# To wax or not to wax???



## stuartpaul (7 Jun 2006)

No, - not me legs!!

Just finishing a box with Danish oil. After about 8 coats it's looking rather good and wondering if waxing will make a lot of difference?

Heard that applied with fine wire wool it helps build up that sheen that just makes it look that little bit better.

Any opinions?


----------



## gidon (7 Jun 2006)

Increasing the number of oil coats beyond 2 or 3 doesn't really increase the gloss / sheen much more. You are much better off finishing the finish with some wax as you say. You'll be amazed what a difference it makes. Just apply with fine steel wool or webrax.
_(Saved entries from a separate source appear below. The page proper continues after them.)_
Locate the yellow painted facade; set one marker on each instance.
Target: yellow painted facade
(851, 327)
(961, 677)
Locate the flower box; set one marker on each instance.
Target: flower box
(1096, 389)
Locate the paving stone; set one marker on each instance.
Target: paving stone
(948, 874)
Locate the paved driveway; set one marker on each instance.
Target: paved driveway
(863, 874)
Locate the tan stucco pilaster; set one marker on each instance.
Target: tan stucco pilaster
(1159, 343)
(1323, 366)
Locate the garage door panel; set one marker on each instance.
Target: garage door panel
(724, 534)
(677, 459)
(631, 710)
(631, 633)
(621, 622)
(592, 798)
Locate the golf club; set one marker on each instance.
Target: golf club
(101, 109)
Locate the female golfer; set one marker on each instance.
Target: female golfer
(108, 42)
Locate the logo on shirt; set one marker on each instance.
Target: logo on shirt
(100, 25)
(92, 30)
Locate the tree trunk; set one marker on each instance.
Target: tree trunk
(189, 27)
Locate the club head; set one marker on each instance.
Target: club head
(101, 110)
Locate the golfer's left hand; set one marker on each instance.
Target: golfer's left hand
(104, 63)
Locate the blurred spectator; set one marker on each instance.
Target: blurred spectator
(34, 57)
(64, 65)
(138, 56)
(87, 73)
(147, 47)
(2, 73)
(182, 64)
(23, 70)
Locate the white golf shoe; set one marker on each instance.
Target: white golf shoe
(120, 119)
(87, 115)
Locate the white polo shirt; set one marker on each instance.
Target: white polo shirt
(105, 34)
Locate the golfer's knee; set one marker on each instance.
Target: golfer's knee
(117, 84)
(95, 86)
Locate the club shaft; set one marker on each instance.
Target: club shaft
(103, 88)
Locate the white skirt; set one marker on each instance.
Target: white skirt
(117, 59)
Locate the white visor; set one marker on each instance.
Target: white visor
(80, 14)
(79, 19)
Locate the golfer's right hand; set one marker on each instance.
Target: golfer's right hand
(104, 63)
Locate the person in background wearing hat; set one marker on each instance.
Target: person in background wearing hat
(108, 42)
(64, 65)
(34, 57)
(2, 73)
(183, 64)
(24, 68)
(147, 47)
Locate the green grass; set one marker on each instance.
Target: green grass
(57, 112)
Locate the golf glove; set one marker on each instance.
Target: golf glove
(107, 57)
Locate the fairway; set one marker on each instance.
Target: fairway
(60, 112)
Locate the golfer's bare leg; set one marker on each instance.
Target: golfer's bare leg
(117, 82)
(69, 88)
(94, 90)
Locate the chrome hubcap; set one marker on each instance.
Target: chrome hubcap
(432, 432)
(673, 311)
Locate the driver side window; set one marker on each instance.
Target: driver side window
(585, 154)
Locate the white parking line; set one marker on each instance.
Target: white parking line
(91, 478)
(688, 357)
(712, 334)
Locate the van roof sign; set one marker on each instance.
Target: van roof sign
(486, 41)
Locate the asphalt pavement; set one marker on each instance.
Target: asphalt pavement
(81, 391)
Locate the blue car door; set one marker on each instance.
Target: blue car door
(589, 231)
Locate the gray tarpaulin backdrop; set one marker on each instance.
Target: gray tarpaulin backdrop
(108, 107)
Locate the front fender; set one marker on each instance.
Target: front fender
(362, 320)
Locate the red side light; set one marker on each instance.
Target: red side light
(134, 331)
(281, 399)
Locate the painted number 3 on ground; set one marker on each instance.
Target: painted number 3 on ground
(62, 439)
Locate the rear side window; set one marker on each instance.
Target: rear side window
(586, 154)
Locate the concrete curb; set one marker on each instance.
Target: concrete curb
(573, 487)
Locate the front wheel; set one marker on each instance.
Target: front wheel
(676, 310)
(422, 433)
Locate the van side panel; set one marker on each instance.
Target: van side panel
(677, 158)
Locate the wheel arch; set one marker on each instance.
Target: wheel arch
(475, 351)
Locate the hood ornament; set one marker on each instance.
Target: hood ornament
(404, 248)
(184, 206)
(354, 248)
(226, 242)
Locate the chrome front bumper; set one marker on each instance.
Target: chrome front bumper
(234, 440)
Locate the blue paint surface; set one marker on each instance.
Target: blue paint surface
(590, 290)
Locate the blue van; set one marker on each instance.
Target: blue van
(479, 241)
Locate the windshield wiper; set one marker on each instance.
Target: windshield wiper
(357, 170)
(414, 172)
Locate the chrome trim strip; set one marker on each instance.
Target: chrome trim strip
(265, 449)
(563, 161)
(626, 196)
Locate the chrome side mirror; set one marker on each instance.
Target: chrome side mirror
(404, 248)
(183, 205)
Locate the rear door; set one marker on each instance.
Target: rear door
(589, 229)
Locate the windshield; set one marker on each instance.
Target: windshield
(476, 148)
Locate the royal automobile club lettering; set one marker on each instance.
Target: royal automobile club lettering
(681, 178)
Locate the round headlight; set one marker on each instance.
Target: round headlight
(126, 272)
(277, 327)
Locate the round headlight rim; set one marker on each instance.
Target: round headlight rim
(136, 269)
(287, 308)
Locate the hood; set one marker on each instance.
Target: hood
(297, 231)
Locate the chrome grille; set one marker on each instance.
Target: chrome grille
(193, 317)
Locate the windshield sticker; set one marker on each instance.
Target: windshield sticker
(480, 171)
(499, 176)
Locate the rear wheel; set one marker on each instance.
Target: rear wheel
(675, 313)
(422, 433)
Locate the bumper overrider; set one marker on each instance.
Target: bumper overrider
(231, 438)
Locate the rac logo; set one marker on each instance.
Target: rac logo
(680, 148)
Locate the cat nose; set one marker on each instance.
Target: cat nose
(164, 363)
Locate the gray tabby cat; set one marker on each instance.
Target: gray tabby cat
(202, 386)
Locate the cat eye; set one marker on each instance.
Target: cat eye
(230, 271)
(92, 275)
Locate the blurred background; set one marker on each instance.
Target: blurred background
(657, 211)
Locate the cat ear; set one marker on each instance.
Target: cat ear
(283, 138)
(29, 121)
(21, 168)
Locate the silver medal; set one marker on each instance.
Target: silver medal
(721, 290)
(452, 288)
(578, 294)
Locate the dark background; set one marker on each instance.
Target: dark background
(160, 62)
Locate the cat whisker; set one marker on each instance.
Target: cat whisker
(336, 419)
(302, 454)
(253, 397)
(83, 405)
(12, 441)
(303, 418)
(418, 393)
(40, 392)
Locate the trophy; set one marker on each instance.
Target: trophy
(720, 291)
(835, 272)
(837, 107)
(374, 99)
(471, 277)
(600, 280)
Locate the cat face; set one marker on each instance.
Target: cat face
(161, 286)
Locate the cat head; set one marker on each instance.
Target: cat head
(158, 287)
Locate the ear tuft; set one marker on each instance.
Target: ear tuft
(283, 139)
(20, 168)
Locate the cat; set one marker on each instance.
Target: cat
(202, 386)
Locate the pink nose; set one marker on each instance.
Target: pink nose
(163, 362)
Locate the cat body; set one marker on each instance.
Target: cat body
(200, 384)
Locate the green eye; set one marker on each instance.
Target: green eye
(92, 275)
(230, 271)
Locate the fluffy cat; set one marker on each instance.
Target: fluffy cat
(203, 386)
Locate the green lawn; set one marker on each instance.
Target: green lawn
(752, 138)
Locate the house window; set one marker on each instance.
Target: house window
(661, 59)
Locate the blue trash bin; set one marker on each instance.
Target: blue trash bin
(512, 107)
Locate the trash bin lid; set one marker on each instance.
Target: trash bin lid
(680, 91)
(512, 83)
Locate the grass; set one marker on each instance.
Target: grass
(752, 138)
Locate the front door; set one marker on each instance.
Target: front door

And then polish to the sheen you're after .
Cheers
Gidon


----------



## Anonymous (7 Jun 2006)

Yeah, I always wax small boxes after danish oil or patina. I have never tried applying with wire wool on a finished box through as my experiments on off-cuts have proved to be unsatisfactory


----------



## Pam (11 Jun 2006)

Is Briwax okay to use on decorative boxes after applying Patina?? :roll:


----------



## Anonymous (11 Jun 2006)

Should be OK Pam. I have no used Briwax as I use Chestnut products, however Chestnut's wax works fine over the Patina


----------



## woodbloke (26 Jun 2006)

Stuartpaul wrote:


> fine wire wool



I don't use wool any more, especially on oak. I use instead the grey Webrax pads from APTC - Rob


----------



## dedee (26 Jun 2006)

I've used briwax over patina on oak (not with wire wool). Still pleased with the result after about 12 years 

Andy


----------